When faced with evidence that, in fact, no such single pair of human progenitors existed, or did not exist in the manner set forth in Genesis, you are faced with basically a binary choice.  Either you must concede that your system is not, in fact, capital-T True, or you must conclude that the purported evidence that is inconsistent with your system is not in fact real.  And if you have a prior commitment to the notion that you hold "absolute truth" defined as ironclad commitment to your system, it is far, far easier to simply decide that the contrary evidence must be false, and that evidence (such as it is) that fits into your schema is true.
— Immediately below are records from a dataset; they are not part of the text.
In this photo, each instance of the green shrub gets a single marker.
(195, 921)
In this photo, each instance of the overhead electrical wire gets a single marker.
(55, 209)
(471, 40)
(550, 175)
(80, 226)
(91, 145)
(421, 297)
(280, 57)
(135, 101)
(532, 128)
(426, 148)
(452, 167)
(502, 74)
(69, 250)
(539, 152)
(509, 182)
Plus, and this is where psychology enters the picture, once you have "gotten used" to the idea that the evidence in front of you must be false as a result of your commitment to a pre-existing system, it becomes easier to dismiss more evidence that might come forward in the future.

I've talked before about an idea that I call "Christian Realism."  The basic premise is that, for Christianity to be meaningful, it must speak to the world as it actually is, as opposed to some theoretical Potemkin village version of the world.  Until reading Guyton's article, I didn't make the connection between that idea and Paul's statement in 1st Corinthians.  In order to be able to see the world as it is (the "realism" part of "Christian Realism"), you have to be willing to accept the idea that your previous vision of the world (even if the vision is explicitly Christian in its formulation) is wrong, or at least incomplete.  Because if you don't, as Guyton lays out, you will never get to first base, as you will be psychologically predisposed to filter everything through the lens of your pre-loaded schema of how things should be.      

As crazy as it seems on the surface, a belief in "absolute truth" as embodied in systems makes it more likely, not less, that you will ignore facts and embrace various forms of "fake news," to use the term of the day.  The antidote to fake news is not a more strenuous assertion of some vision of absolute truth, but a willingness to accept our own flawed and limited perspective.  To steal theologian James Alison's title, there is a joy in being wrong; but, perhaps more importantly, there is also a freedom in being wrong.  Accepting that you may be wrong frees you from the need to defend to the death your systems and doctrines from the realities of the outside world that might call those systems and doctrines into question.  The moment that you are not longer afraid of being wrong is the moment when you can relax into the world as it actually is.

In saying that we see in a mirror, dimly, Paul is preaching a Gospel, a Good News, of liberation.  We don't have to be afraid anymore.  We can let go our crippling need to be right all the time.  We can relax into this wonderful world that God has created for us, and allow ourselves to be surprised by its joys.  We can do all of this knowing that, when our time is over, there will be One waiting for us to answer our questions.  But we don't need to do God's job for God while we are on the Earth.